Al shared that “I turn into a 15-year-old every time I put that Les Paul around my neck and I stand down stage center for the 18,000 people.” He said that even though he has that fun of an experience, their crews experience is different. l spoke about their hard work and that being why he introduces the crew at every show. He said, “Without them we’re dead in the water.”
We discussed being on the road at the holidays away from family but, that the fans who return every year are also like family. Al very funnily referred to them as “My repeat offenders.” He said after 24 years this is his holiday tradition and that it is what his family has known all these years as well. Al doesn’t view it as sacrifice, he feels fortunate and to be able to do this every year successfully is a blessing.
I felt it important to take that opening to discuss the blessing the TSO tour is every year for others. From the very beginning the band has donated $1 from every ticket to a local charity in each city they play. At this point we are talking over $18 Million over the last 24 years plus whatever is raised this year. Al gave the credit for all of that to Paul and his family. Al said it was a thing that Paul never really talked about, “He just did it.”
Al shared a sense of pride in being able to look back at what and where Trans-Siberian Orchestra is today. He also spoke about how terrifying it is because “It went by in 5 minutes” as he snapped his fingers. He talked about with time moving so quickly, he wants to be in the moment and enjoy every aspect of this experience.
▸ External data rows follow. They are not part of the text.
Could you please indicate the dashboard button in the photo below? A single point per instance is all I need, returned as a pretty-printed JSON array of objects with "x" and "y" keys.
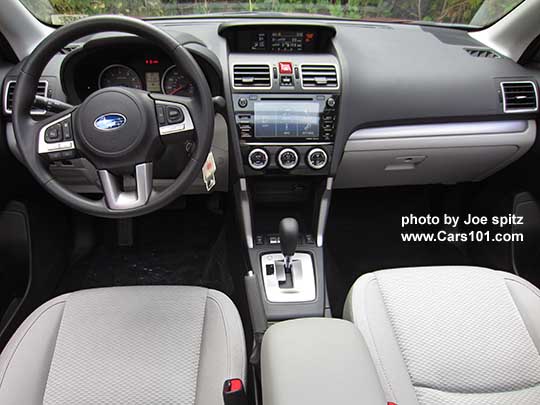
[
  {"x": 317, "y": 158},
  {"x": 285, "y": 68},
  {"x": 258, "y": 159},
  {"x": 286, "y": 81},
  {"x": 287, "y": 158},
  {"x": 242, "y": 102}
]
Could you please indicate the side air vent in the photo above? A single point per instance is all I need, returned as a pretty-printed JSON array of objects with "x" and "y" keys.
[
  {"x": 319, "y": 76},
  {"x": 252, "y": 76},
  {"x": 43, "y": 85},
  {"x": 482, "y": 53},
  {"x": 519, "y": 97}
]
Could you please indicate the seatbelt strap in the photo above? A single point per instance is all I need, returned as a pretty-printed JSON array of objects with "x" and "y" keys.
[{"x": 234, "y": 392}]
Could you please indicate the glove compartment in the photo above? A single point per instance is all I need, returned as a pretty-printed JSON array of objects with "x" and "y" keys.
[{"x": 445, "y": 153}]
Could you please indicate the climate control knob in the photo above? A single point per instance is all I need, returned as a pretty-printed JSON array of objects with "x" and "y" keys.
[
  {"x": 287, "y": 158},
  {"x": 317, "y": 158},
  {"x": 258, "y": 159}
]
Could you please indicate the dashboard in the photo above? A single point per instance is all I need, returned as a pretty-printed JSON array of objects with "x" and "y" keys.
[{"x": 366, "y": 104}]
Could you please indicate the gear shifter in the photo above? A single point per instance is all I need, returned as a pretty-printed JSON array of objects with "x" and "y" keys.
[{"x": 288, "y": 236}]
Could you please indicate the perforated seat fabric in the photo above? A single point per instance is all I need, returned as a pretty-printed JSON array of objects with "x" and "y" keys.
[
  {"x": 125, "y": 345},
  {"x": 451, "y": 335}
]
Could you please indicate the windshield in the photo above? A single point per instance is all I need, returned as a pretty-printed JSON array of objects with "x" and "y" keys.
[{"x": 474, "y": 13}]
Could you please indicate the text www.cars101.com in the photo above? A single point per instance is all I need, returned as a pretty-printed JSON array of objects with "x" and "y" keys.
[{"x": 472, "y": 236}]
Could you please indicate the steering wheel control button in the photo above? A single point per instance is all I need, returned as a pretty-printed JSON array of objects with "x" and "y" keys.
[
  {"x": 242, "y": 102},
  {"x": 317, "y": 158},
  {"x": 53, "y": 134},
  {"x": 174, "y": 115},
  {"x": 287, "y": 158},
  {"x": 258, "y": 159},
  {"x": 175, "y": 119},
  {"x": 67, "y": 133},
  {"x": 161, "y": 115}
]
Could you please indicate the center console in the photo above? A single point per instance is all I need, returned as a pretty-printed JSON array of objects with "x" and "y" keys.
[
  {"x": 286, "y": 86},
  {"x": 285, "y": 90}
]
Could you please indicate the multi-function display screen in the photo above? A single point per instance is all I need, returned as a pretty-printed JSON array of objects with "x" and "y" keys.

We also spoke about tickets being available at Trans-Siberian.com remember $1 from every ticket goes to a local charity. We also spoke about the future of TSO, including the players that Al gets to watch coming up. He spoke about wanting this to last well beyond his years. That’s when we made the comparison between the TSO annual tour and Radio City Music Hall’s Christmas Spectacular as far as longevity and being people’s holiday tradition.